Проблема с вычислением предельных эффектов для упорядоченной модели логита в R с ocME - PullRequest
0 голосов
/ 05 декабря 2018

Я пытаюсь оценить заказанную модель логита, вкл.предельные эффекты в R, следуя коду из этого урока .Я использую polr из пакета MASS для оценки модели и ocME из пакета erer, чтобы попытаться рассчитать предельные эффекты.

Оценить модель не проблема.

logitModelSentiment90 <- polr(availability_90_ord ~ mean_sentiment, data = data, Hess = T,
                           method = "logistic")

Тем не менее, я столкнулся с проблемой с ocME, которая генерирует следующее сообщение об ошибке:

ocME(logitModelSentiment90)

Error in eval(predvars, data, env) : 
numeric 'envir' arg not of length one

В документации ниже для ocME указано, что объект, который должен использоваться, долженисходят из функции polr, которая, кажется, именно то, что я делаю.
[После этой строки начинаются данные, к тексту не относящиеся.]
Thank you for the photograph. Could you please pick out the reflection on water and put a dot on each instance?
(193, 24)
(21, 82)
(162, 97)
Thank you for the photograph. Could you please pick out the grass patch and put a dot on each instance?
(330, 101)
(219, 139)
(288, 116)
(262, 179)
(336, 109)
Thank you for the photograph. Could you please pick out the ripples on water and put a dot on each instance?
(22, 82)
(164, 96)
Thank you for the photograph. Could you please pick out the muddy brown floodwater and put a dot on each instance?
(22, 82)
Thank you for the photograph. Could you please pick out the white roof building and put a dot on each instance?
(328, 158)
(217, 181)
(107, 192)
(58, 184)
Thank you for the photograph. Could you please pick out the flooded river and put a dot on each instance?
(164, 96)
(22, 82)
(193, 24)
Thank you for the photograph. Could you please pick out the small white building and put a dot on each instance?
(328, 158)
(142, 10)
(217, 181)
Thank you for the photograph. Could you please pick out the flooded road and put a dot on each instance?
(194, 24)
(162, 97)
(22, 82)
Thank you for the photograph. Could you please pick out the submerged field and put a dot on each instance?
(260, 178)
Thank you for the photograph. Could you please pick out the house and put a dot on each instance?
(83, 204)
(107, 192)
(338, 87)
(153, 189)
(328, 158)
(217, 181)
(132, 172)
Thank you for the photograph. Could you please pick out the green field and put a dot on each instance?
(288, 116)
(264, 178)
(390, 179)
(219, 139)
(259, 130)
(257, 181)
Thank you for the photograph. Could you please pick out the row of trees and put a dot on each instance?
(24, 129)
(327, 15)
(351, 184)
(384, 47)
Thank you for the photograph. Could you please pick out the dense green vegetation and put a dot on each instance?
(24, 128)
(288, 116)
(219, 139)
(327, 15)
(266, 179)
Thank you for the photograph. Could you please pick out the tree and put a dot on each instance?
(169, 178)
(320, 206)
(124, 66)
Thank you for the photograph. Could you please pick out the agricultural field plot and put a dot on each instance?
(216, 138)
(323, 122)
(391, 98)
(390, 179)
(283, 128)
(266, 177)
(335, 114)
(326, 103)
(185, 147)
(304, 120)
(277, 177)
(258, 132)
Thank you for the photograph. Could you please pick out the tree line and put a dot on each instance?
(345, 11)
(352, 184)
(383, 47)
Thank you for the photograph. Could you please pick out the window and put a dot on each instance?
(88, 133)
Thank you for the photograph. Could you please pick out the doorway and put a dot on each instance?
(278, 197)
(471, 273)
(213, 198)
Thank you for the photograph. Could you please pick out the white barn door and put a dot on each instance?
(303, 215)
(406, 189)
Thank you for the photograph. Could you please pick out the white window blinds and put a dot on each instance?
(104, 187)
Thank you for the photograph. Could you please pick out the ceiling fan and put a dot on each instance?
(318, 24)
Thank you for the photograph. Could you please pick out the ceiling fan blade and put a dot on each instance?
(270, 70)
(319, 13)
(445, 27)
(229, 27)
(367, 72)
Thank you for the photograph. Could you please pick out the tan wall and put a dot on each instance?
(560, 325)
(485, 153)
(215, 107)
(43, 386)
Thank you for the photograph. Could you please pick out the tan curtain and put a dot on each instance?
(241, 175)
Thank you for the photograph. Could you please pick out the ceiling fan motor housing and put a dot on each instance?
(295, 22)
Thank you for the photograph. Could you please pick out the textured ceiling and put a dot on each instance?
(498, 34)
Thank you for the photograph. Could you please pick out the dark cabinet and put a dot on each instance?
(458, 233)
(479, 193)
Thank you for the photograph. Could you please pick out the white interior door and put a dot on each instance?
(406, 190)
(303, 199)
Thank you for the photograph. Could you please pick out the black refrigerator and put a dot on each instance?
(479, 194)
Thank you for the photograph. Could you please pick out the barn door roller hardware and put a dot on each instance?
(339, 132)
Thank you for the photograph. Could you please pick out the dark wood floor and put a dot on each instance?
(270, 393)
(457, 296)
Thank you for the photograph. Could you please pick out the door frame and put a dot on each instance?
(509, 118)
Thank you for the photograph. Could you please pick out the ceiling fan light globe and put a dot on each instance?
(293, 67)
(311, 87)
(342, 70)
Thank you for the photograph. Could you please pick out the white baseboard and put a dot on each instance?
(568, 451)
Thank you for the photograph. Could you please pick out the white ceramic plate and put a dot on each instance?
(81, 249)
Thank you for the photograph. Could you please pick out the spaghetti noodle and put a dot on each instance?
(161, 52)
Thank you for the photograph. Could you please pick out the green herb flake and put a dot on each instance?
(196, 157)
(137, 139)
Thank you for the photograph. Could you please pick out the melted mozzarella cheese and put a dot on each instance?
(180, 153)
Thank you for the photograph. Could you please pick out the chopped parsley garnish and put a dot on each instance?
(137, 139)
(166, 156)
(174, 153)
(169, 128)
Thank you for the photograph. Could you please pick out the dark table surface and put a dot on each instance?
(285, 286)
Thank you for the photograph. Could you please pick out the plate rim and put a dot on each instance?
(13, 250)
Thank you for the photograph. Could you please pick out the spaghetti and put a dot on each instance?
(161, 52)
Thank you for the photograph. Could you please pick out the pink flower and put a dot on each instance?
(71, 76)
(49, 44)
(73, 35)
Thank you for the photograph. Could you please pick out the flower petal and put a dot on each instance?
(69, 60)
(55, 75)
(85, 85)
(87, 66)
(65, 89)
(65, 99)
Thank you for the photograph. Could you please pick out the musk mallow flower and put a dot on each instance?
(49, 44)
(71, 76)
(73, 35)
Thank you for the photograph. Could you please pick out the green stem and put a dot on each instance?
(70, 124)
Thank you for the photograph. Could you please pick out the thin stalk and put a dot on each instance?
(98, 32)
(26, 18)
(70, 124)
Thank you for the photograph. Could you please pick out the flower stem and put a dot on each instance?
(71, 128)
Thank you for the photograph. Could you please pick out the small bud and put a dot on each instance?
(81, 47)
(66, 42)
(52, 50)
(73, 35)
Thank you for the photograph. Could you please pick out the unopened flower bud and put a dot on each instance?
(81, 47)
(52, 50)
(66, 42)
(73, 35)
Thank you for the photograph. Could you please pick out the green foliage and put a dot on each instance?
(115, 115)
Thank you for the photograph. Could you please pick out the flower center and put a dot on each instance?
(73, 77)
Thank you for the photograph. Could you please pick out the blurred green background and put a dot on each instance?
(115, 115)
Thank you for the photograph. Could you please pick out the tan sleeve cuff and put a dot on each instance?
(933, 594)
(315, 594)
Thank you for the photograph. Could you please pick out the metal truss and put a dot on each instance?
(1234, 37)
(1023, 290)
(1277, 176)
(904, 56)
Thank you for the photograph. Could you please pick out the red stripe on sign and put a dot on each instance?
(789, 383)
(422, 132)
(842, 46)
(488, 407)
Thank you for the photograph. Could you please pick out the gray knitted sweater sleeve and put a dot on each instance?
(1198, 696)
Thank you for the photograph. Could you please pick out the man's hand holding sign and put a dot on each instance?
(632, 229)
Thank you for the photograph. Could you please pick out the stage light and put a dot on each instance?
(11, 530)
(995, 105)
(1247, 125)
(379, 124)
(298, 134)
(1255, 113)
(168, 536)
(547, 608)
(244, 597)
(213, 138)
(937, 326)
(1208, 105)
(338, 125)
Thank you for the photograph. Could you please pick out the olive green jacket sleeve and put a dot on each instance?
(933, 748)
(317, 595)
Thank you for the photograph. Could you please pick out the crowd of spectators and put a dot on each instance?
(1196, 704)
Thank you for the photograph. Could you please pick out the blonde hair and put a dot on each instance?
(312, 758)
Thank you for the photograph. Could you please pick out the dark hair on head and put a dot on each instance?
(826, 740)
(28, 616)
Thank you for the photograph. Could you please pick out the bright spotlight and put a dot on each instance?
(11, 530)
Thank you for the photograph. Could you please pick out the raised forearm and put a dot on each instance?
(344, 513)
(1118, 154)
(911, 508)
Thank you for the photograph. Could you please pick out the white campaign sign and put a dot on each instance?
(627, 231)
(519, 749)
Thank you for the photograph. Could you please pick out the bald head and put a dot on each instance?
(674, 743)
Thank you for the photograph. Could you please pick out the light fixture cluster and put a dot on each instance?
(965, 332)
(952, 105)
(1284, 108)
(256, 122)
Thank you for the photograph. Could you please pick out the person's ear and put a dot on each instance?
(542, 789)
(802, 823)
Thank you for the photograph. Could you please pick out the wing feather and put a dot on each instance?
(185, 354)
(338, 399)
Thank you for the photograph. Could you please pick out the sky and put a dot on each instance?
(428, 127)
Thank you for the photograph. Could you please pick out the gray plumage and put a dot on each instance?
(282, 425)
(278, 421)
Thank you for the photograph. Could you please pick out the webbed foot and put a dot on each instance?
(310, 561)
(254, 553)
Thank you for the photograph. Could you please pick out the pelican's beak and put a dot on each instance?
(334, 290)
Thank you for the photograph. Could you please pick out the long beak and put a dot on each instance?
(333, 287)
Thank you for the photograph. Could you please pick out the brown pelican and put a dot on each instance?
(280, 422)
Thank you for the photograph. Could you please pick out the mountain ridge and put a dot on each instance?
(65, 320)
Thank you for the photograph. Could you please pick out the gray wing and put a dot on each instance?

ocME(w, rev.dum = TRUE, digits = 3)
w = an ordered probit or logit model object estimated by polr from the MASS library.

Так может ли кто-нибудь помочь мне понять, что я делаю неправильно?Я опубликовал подмножество моих данных с двумя переменными для модели здесь .В RI DV установлен как переменная фактора, IV непрерывен.

Примечание:

Я могу передать вычисление Stata из R с помощью RStata для расчета предельных эффектовбез проблем.Но я не хочу делать это регулярно, поэтому я хочу понять, что является причиной проблемы с R и ocME.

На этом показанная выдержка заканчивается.